Despite antiretroviral therapy, pneumonias from pathogens such as pneumococcus continue to cause significant morbidity and mortality in HIV-1-infected individuals. Respiratory infections occur despite high CD4 counts and low viral loads; therefore, better understanding of lung immunity and infection predictors is necessary. We tested whether metabolomics, an integrated biosystems approach to molecular fingerprinting, could differentiate such individual characteristics. Bronchoalveolar lavage fluid (BALf ) was collected from otherwise healthy HIV-1-infected individuals and healthy controls. A liquid chromatography-high-resolution mass spectrometry method was used to detect metabolites in BALf. Statistical and bioinformatic analyses used false discovery rate (FDR) and orthogonally corrected partial least-squares discriminant analysis (OPLS-DA) to identify groupwise discriminatory factors as the top 5% of metabolites contributing to 95% separation of HIV-1 and control. We enrolled 24 subjects with HIV-1 (median CD4=432) and 24 controls. A total of 115 accurate mass m/z features from C18 and AE analysis were significantly different between HIV-1 subjects and controls (FDR=0.05). Hierarchical cluster analysis revealed clusters of metabolites, which discriminated the samples according to HIV-1 status (FDR=0.05). Several of these did not match any metabolites in metabolomics databases; mass-to-charge 325.065 (M+H) was significantly higher (FDR=0.05) in the BAL of HIV-1-infected subjects and matched pyochelin, a siderophore-produced Pseudomonas aeruginosa. Metabolic profiles in BALf differentiated healthy HIV-1-infected subjects and controls. The lack of association with known human metabolites and inclusion of a match to a bacterial metabolite suggest that the differences could reflect the host's lung microbiome and/or be related to subclinical infection in HIV-1-infected patients.

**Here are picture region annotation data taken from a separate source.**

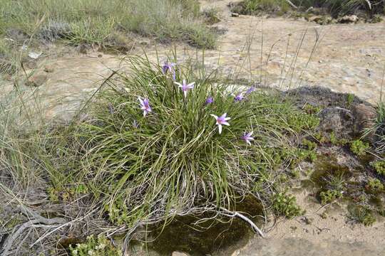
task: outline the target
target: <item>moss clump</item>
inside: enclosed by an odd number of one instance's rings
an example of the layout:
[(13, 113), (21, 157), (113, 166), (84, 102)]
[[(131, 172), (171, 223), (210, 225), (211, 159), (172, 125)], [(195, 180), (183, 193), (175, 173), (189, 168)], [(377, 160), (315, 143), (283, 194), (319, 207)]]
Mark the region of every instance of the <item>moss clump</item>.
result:
[(385, 161), (376, 161), (371, 164), (377, 174), (385, 175)]
[(319, 124), (319, 118), (314, 114), (296, 112), (287, 117), (287, 123), (296, 128), (296, 132), (313, 130)]
[(72, 256), (120, 256), (120, 250), (113, 246), (110, 241), (104, 237), (96, 238), (93, 235), (87, 238), (86, 242), (77, 244), (73, 247), (69, 246)]
[(73, 185), (69, 187), (53, 187), (49, 186), (47, 188), (49, 200), (52, 202), (57, 202), (62, 200), (69, 202), (76, 199), (79, 195), (83, 195), (88, 192), (88, 188), (83, 183)]
[(328, 190), (319, 193), (321, 203), (327, 204), (333, 202), (342, 196), (342, 193), (337, 190)]
[(351, 103), (354, 101), (354, 95), (352, 93), (349, 93), (346, 95), (346, 103), (348, 106), (351, 106)]
[(378, 178), (369, 178), (366, 188), (371, 193), (379, 193), (384, 191), (384, 184)]
[(356, 139), (351, 142), (350, 144), (350, 150), (351, 150), (351, 151), (358, 156), (365, 155), (369, 148), (369, 143), (364, 142), (359, 139)]
[(302, 145), (306, 146), (309, 150), (315, 149), (317, 147), (317, 143), (311, 142), (308, 139), (302, 139)]
[(303, 210), (297, 204), (294, 196), (288, 196), (285, 193), (279, 193), (273, 199), (272, 210), (274, 213), (292, 218), (303, 213)]
[(322, 107), (313, 106), (310, 104), (305, 104), (302, 107), (302, 110), (309, 114), (318, 114), (322, 110)]

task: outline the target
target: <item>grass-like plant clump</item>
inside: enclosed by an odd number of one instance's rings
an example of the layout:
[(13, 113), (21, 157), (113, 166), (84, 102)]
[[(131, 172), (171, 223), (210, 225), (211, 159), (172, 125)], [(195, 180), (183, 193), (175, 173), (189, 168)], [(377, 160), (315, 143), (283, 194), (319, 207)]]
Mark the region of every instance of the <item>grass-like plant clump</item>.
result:
[(202, 70), (135, 58), (129, 65), (61, 145), (71, 149), (62, 159), (76, 164), (61, 175), (85, 184), (112, 223), (232, 210), (249, 194), (279, 214), (299, 213), (291, 197), (272, 201), (279, 198), (277, 167), (296, 158), (289, 138), (314, 129), (313, 116), (281, 96), (218, 84)]
[(348, 210), (349, 217), (354, 222), (362, 223), (366, 226), (372, 225), (376, 222), (371, 211), (365, 206), (350, 206)]
[(309, 8), (323, 8), (332, 16), (337, 17), (359, 11), (370, 15), (384, 14), (385, 4), (381, 0), (245, 0), (235, 11), (244, 14), (257, 14), (261, 11), (283, 14), (290, 11), (304, 11)]
[(194, 0), (0, 1), (0, 34), (16, 28), (29, 36), (74, 44), (103, 45), (116, 33), (135, 32), (162, 42), (212, 48), (215, 36), (201, 18)]

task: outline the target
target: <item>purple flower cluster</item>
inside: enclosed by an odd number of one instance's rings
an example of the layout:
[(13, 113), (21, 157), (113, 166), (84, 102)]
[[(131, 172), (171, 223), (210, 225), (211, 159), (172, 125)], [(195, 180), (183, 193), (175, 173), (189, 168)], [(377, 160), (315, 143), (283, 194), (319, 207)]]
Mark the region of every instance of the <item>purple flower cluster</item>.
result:
[[(162, 67), (162, 72), (163, 74), (166, 74), (168, 72), (170, 72), (173, 74), (173, 79), (175, 80), (175, 71), (174, 69), (174, 66), (175, 65), (175, 63), (168, 63), (165, 62), (165, 65)], [(195, 84), (195, 82), (188, 83), (185, 79), (183, 79), (182, 82), (174, 82), (174, 83), (177, 85), (178, 85), (178, 87), (180, 88), (183, 93), (183, 96), (185, 98), (187, 98), (188, 92), (190, 90), (194, 89), (194, 85)], [(243, 100), (245, 97), (245, 95), (247, 95), (252, 92), (255, 90), (255, 87), (251, 87), (249, 88), (246, 92), (240, 92), (237, 95), (234, 95), (234, 100), (235, 102), (240, 102)], [(141, 97), (138, 97), (139, 102), (140, 104), (140, 109), (143, 111), (143, 117), (145, 117), (148, 113), (152, 112), (153, 110), (151, 109), (151, 107), (150, 106), (150, 103), (148, 101), (148, 98), (145, 97), (144, 99), (142, 99)], [(214, 97), (212, 96), (208, 97), (205, 102), (205, 105), (207, 105), (210, 104), (212, 104), (214, 102)], [(221, 116), (217, 116), (215, 114), (210, 114), (212, 117), (215, 119), (215, 124), (217, 125), (218, 127), (218, 132), (220, 134), (222, 133), (222, 125), (225, 126), (230, 126), (230, 123), (227, 122), (230, 119), (231, 119), (230, 117), (228, 117), (227, 115), (227, 113), (224, 113)], [(137, 123), (135, 122), (133, 124), (133, 126), (135, 127), (138, 127)], [(254, 140), (254, 138), (252, 137), (252, 133), (253, 132), (245, 132), (243, 134), (243, 136), (240, 137), (241, 139), (244, 140), (247, 145), (252, 144), (252, 142)]]

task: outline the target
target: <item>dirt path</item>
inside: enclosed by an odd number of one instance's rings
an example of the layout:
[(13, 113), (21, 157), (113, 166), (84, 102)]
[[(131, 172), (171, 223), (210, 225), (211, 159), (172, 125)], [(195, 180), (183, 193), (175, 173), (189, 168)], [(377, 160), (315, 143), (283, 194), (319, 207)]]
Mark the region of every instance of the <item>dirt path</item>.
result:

尽管采用了抗逆转录病毒疗法,但肺炎球菌等病原体引起的肺炎在HIV-1感染者中仍会导致显著的发病率和死亡率。即便CD4细胞计数较高且病毒载量较低,呼吸道感染仍会发生;因此,有必要更好地了解肺部免疫和感染预测因素。我们测试了代谢组学(一种用于分子指纹识别的综合生物系统方法)是否能够区分这些个体特征。从其他方面健康的HIV-1感染者和健康对照者中收集支气管肺泡灌洗液(BALf)。采用液相色谱-高分辨率质谱法检测BALf中的代谢物。统计和生物信息学分析使用错误发现率(FDR)和正交校正偏最小二乘判别分析(OPLS-DA)来识别分组判别因素,即对HIV-1感染者和对照者95%的分离贡献最大的前5%的代谢物。我们纳入了24名HIV-1感染者(CD4中位数=432)和24名对照者。来自C18和AE分析的总共115个精确质量m/z特征在HIV-1感染者和对照者之间存在显著差异(FDR=0.05)。层次聚类分析揭示了代谢物簇,其根据HIV-1状态区分样本(FDR=0.05)。其中一些代谢物与代谢组学数据库中的任何代谢物都不匹配;质荷比325.065(M+H)在HIV-1感染者的BAL中显著更高(FDR=0.05),且与绿脓菌素匹配,绿脓菌素是铜绿假单胞菌产生的一种铁载体。BALf中的代谢谱区分了健康的HIV-1感染者和对照者。与已知人类代谢物缺乏关联以及与一种细菌代谢物匹配表明,这些差异可能反映了宿主的肺部微生物群和/或与HIV-1感染者的亚临床感染有关。